How to forecast the World Cup
Predicting the outcome of the World Cup is difficult. There aren’t that many international matches, and the squads are constantly changing anyway. At 21st Club, we have two different approaches for forecasting international competitions.
Our League of Nations model incorporates results from national team matches, including tournaments, qualifiers and friendlies, to estimate how good every national team in the world is. It makes it easy to compare across different confederations: Peru have never played Denmark before, but we have an idea of how good Peru are relative to Brazil, and Denmark relative to Portugal. If we can understand how good Brazil are relative to Portugal through competitive and friendly matches, we can infer the relative quality of Peru and Denmark.
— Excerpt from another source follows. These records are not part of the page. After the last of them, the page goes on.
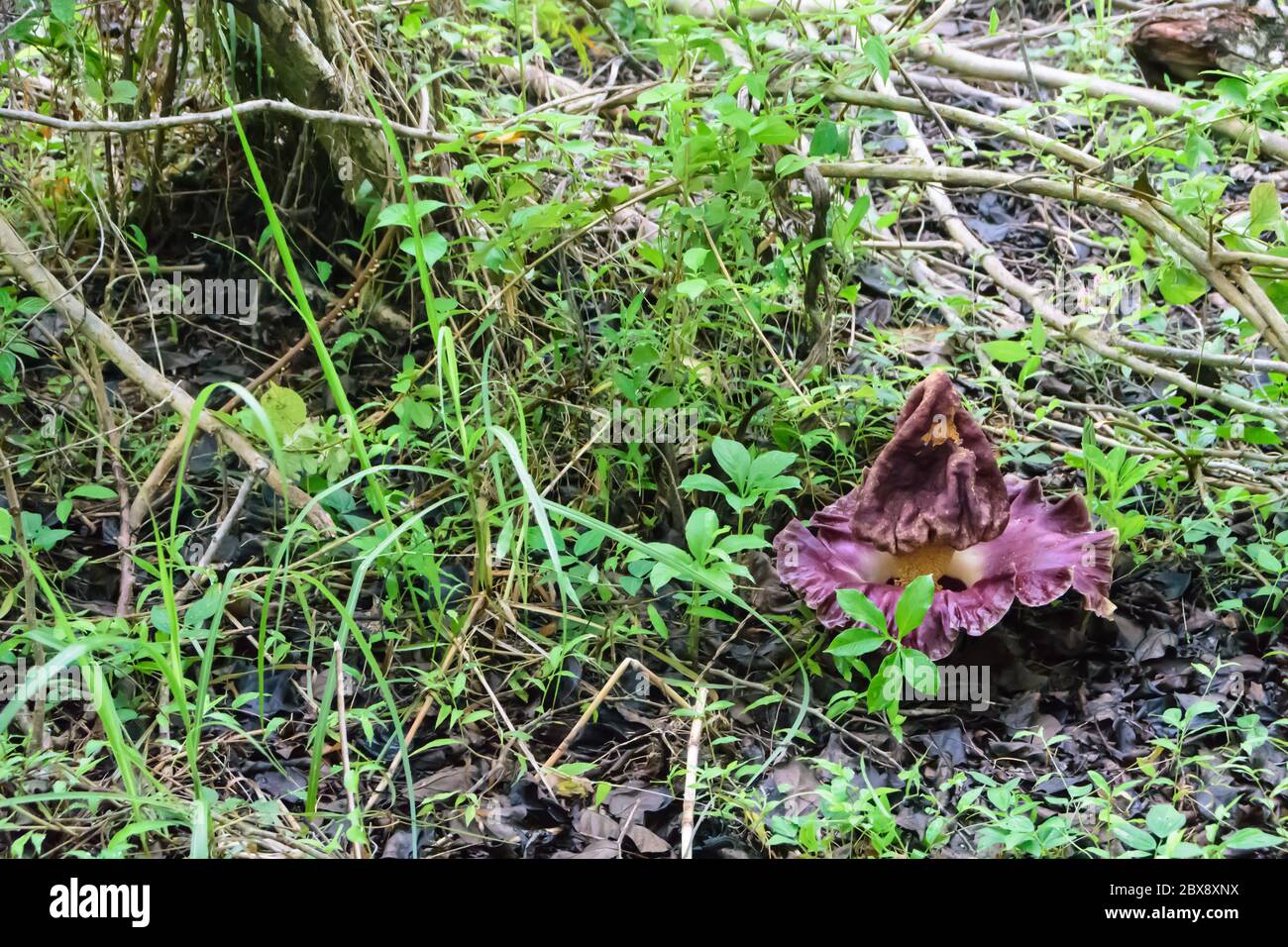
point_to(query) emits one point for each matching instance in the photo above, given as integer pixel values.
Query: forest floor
(635, 286)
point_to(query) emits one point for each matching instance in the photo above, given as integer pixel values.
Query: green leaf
(879, 54)
(887, 684)
(828, 141)
(1133, 836)
(1249, 839)
(913, 604)
(772, 129)
(734, 460)
(789, 165)
(284, 408)
(1180, 285)
(1163, 819)
(124, 91)
(919, 671)
(855, 642)
(1006, 351)
(91, 491)
(699, 532)
(694, 287)
(398, 214)
(432, 247)
(861, 608)
(704, 482)
(1263, 209)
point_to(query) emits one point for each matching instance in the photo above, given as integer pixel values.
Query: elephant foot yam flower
(935, 502)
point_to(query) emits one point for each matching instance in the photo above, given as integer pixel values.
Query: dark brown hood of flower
(936, 482)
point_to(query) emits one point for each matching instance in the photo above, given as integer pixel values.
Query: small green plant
(902, 665)
(707, 557)
(1111, 479)
(758, 476)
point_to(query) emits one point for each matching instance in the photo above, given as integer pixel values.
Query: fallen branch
(86, 324)
(691, 776)
(1271, 325)
(965, 63)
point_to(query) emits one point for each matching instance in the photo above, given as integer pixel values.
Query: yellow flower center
(927, 561)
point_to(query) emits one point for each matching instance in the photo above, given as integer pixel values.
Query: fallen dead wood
(986, 257)
(86, 324)
(964, 63)
(1183, 44)
(1269, 322)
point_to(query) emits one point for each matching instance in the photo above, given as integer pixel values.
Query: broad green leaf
(733, 459)
(861, 608)
(1249, 839)
(699, 532)
(855, 642)
(432, 247)
(1180, 285)
(1006, 351)
(1163, 819)
(1263, 209)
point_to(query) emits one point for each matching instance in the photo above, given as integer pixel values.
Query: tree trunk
(1184, 46)
(301, 40)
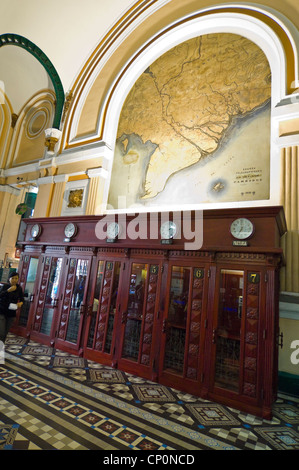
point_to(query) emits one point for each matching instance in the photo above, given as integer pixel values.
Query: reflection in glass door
(77, 300)
(51, 298)
(103, 309)
(175, 325)
(227, 333)
(133, 319)
(28, 291)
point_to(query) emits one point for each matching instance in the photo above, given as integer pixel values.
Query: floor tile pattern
(50, 399)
Our Player Contribution model condenses many disparate information sources to give every player in the world attack and defense ratings, which can then be used to predict match outcomes. Factors that inform the model include: the strength of the clubs the player has played for, his utilisation, his goals and assists tallies, his position, and his effect on goals scored and goals conceded when he’s on the pitch. A team is, in the first instance, a collection of 11 players, and if we know how good they are we can make a rough prediction about how good the team is likely to be.
These two ways of forecasting the World Cup have their strengths and weaknesses. A prediction based solely on team performance will be slow to adapt to injuries to key players and squad changes. A player-based approach will miss the role of team cohesion and tactical organisation, which can make teams be better or worse than the sum of their parts. Therefore, we have combined the two approaches to compose our final predictions for the 2018 World Cup.
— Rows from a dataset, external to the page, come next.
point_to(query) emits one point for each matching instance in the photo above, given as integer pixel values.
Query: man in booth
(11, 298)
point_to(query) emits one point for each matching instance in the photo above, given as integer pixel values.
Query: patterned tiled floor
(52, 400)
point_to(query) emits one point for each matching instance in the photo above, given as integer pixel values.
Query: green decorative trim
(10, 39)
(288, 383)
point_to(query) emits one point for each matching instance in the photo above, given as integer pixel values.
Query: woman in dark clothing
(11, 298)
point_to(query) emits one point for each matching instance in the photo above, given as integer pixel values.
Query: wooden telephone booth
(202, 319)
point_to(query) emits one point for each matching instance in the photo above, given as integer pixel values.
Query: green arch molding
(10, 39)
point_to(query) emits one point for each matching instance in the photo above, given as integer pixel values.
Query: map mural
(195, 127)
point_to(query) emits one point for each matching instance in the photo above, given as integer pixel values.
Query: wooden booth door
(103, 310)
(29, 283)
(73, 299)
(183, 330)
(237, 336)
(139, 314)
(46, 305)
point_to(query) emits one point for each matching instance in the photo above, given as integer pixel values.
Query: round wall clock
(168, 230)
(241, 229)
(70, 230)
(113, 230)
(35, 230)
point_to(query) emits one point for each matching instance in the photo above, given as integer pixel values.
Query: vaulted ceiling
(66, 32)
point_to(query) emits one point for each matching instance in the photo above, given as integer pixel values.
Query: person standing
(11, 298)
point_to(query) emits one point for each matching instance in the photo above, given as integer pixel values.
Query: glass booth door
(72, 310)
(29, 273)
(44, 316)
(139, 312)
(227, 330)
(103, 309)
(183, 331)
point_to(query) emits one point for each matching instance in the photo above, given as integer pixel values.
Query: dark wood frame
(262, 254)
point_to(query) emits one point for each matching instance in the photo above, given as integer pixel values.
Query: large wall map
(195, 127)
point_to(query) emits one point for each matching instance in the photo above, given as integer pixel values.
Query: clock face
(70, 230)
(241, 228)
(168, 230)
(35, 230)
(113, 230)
An ensemble of forecasts tends to outperform any individual forecast because combining different approaches prevents against overconfidence – the biggest danger when making predictions. To understand the danger of overconfidence, take the example of Peru. Our team-based ratings have Peru as the 10th-best team in the tournament. They did extremely well in the South American qualifiers – their goal difference of +1 was very close to Argentina’s (+3). However, their squad is made up of relative unknowns, at least when compared to some of the other favourites for the tournament. They have a single player from Europe’s big 5 leagues, Watford’s André Carrillo, who’s not even a starter. Predictions based just on team performance would be overconfident about Peru’s chances, whereas predictions based just on lineups would be overconfident that they don’t stand a chance. By averaging different methods, we reach a more nuanced conclusion.
This approach is applicable to predicting any sort of event. For instance, football clubs might want to know whether a given transfer will be a success or a failure. They could choose to rely on scouting reports, on the league the player is coming from, or on his technical data – however, they would be making a big mistake if their analysis were based on a single source, rather than a combination of many different sources of information. In football, as in life, everyone can benefit from an additional point of view.